Suppose $R$ is an integral domain and $M$, $N$ are torsion-free $R$-modules. If $m$ and $n$ are nonzero elements of $M$ and $N$ respectively then does it follow that $m \otimes n \neq 0$ ?
If either $M$ or $N$ is free then it is indeed true, but can it be generalized to the case where neither module is free but both modules are torsion-free?
If you assume that torsionfree modules are flat, then this is true. If a torsionfree module is non flat, you should be able to get counterexamples. See https://mathoverflow.net/questions/51095/flat-module-and-torsion-free-module for reference.
So assume $R$ is a Prüfer domain, that is, every torsionfree module is flat.

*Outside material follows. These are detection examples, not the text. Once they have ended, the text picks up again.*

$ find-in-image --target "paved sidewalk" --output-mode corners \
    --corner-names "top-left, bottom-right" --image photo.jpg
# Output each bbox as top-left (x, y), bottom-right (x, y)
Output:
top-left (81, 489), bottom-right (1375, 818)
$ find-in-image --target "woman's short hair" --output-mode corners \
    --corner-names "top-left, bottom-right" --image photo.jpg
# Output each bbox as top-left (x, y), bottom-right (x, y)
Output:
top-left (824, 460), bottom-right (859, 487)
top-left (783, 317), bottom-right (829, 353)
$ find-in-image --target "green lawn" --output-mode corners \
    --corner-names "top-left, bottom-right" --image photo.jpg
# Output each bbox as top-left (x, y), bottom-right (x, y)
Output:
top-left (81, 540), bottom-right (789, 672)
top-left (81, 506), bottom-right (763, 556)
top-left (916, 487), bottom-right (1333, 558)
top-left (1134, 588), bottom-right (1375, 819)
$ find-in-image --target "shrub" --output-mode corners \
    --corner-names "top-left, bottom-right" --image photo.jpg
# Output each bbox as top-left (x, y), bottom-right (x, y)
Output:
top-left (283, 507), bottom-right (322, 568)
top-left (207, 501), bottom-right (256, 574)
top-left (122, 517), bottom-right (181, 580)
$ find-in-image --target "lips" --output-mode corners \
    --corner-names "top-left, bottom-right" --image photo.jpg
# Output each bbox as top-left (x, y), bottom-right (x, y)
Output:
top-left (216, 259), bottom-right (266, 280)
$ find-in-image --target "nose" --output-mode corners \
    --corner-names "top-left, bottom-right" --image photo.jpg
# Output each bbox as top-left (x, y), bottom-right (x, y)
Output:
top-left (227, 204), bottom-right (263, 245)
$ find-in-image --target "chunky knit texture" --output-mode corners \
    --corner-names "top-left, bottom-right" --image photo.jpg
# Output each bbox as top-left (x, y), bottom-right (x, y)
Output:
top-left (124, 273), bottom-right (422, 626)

Consider the inclusion map $j\colon nR\to N$, which is injective. Since $M$ is torsion-free, it is flat and therefore $$ M\otimes j\colon M\otimes nR\to M\otimes N $$ is injective. Similarly, $i\colon mR\to M$ is injective, so also the $mR\otimes nR\to M\otimes nR$ is injective. Therefore the composition $mR\otimes nR\to M\otimes N$ is injective. On the other hand, there are isomorphisms $R\to mR$ and $R\to nR$ defined by $r\mapsto mr$ and $r\mapsto nr$ respectively, because $M$ and $N$ are torsion-free, so $R\otimes R\to mR\otimes nR$ is an isomorphism. The element $1\otimes 1$ is definitely nonzero in $R\otimes R$.
(All tensor products are over the ring $R$.)